En definitiva, lo extraño no es que el juego exista, sino que su existencia sea tan coherente, tan orgánica. Era fácil errar el tiro. Era fácil caer en el espectáculo vacío, en la mímica sin alma, en la repetición mecánica de «grandes éxitos» que a estas alturas ya no sorprenderían a nadie. Pero el equipo de desarrollo, lejos de conformarse con eso, ha preferido arriesgar. Ha preferido tensar la cuerda y preguntarse si realmente comprendemos a Indy, si comprendemos que no es solo un héroe de acción, sino un pensador, un explorador intelectual que se sumerge en las culturas pasadas con un respeto y una curiosidad casi sagradas.
Esa pregunta, esa insistencia en que Jones no puede reducirse a un mero puñetazo bien dado, es lo que nos conquista al final. Más allá de la técnica, más allá de la jugabilidad, más allá de la ambientación, lo que queda es la sensación de haber entendido algo esencial: que este personaje se forjó en una época y un medio distintos, pero que su idea central —la búsqueda, la duda, el hallazgo, la conquista del conocimiento— puede sobrevivir y prosperar en nuevos formatos. El Gran Círculo lo demuestra con una claridad admirable.

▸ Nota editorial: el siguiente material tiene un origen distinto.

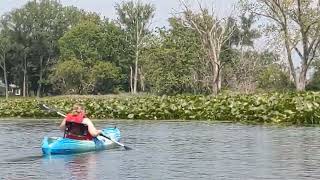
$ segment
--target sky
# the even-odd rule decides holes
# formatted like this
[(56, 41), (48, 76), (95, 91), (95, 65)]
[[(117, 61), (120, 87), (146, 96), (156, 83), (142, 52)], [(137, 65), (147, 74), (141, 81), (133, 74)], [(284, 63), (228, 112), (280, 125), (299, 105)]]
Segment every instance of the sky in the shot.
[[(12, 9), (20, 8), (29, 0), (0, 0), (0, 15), (9, 12)], [(153, 19), (153, 26), (167, 26), (167, 19), (172, 14), (181, 10), (179, 0), (142, 0), (143, 2), (152, 3), (156, 7), (156, 14)], [(215, 12), (220, 17), (234, 14), (234, 5), (237, 0), (199, 0), (203, 5), (211, 7), (214, 5)], [(72, 5), (87, 11), (93, 11), (101, 16), (110, 19), (116, 19), (115, 4), (120, 0), (60, 0), (63, 5)], [(195, 0), (189, 0), (192, 7), (196, 7)], [(193, 3), (190, 3), (193, 2)]]

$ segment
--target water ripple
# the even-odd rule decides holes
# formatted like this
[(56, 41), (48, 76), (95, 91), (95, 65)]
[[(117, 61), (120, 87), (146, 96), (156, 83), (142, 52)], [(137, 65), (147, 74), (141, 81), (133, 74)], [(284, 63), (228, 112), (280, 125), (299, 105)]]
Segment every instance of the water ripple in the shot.
[[(42, 157), (58, 121), (0, 122), (4, 179), (320, 179), (319, 128), (210, 122), (99, 121), (132, 147)], [(18, 133), (17, 133), (18, 132)]]

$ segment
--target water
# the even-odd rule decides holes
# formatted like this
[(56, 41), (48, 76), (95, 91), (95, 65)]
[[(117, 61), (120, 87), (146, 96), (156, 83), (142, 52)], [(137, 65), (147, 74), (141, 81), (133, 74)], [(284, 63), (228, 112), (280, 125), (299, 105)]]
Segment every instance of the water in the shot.
[(320, 179), (319, 128), (100, 121), (133, 150), (42, 157), (58, 124), (0, 121), (1, 179)]

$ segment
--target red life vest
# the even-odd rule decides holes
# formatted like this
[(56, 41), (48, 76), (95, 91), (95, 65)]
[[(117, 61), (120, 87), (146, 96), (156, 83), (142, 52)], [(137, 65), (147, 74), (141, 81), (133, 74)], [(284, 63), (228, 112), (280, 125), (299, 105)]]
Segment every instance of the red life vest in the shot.
[(76, 140), (92, 140), (93, 137), (89, 133), (88, 126), (82, 124), (84, 118), (85, 115), (83, 113), (77, 115), (67, 114), (64, 137)]

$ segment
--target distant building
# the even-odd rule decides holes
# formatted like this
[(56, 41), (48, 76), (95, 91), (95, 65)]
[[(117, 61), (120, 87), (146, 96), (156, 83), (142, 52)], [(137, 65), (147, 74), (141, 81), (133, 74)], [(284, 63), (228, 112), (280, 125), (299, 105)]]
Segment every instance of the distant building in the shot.
[(21, 96), (21, 89), (15, 84), (9, 84), (9, 95), (11, 96)]
[[(10, 96), (21, 96), (21, 89), (15, 84), (9, 84), (8, 94)], [(6, 95), (6, 85), (0, 79), (0, 96)]]

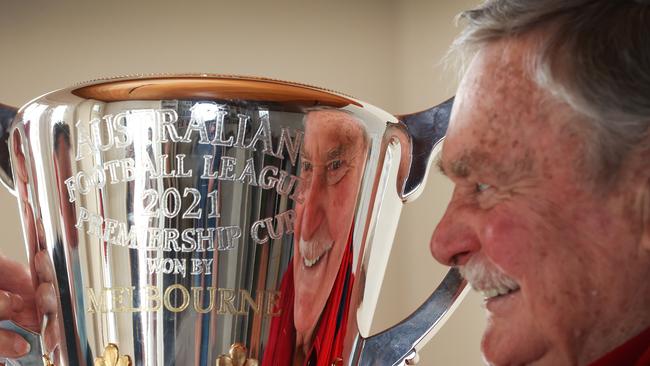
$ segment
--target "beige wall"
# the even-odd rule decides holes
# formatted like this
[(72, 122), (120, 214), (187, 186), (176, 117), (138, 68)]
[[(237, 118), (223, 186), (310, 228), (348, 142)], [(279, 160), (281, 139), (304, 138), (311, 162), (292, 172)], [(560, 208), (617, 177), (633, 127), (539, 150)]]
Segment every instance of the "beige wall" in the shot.
[[(440, 60), (457, 32), (453, 16), (475, 2), (0, 0), (0, 102), (18, 106), (100, 76), (215, 72), (311, 83), (413, 112), (453, 95)], [(403, 212), (375, 329), (415, 309), (444, 273), (428, 240), (448, 187), (433, 180)], [(17, 206), (4, 190), (0, 207), (0, 252), (21, 256)], [(421, 364), (480, 364), (483, 325), (470, 294)]]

Así, cuando apagamos la pantalla tras varias horas de inmersión, no recordamos solo las escenas de acción o las set pieces más elaboradas. Recordamos la satisfacción de haber pensado, de haber observado, de habernos sentido Indiana Jones desde dentro. Recordamos que la perspectiva subjetiva, al principio tan extraña, acabó encajando en nuestro imaginario, y que el arqueólogo, más humano, más cercano, nos susurró al oído que la aventura no consiste en quedarse quieto admirando una pose heroica, sino en sumergirse en lo desconocido, sin trampa ni cartón.
Es curioso cómo un medio tan distinto al cine puede arrojar una luz nueva sobre un personaje tan consolidado. Quizá eso fuera lo que necesitábamos: liberar a Indiana Jones de la pantalla plateada y obligarlo a mostrarnos sus cartas en un terreno donde el espectador ya no es pasivo. La sorpresa es que, al pasar de la butaca al mando, no solo no hemos perdido nada, sino que hemos ganado un Indiana Jones más íntimo, más complejo, más completo. Un Indy que sigue siendo el que conocíamos, pero que ahora entendemos mejor, precisamente porque nos hemos permitido habitar su mundo desde su mirada.
Después de tanto ruido mediático, de tantos intentos de revitalizar franquicias con mayor o menor acierto, encontrar una adaptación que no suplica nuestra nostalgia, que no se limita a reptar tras la estela del mito, sino que se atreve a reconfigurarlo con dignidad y arrojo, es más que una buena noticia: es un ejemplo de que los clásicos no mueren, simplemente adoptan nuevos lenguajes. Y ahí, en ese cruce de caminos, es donde Indiana Jones vuelve a brillar con luz propia. De una forma extraña, sí. Pero extrañamente auténtica.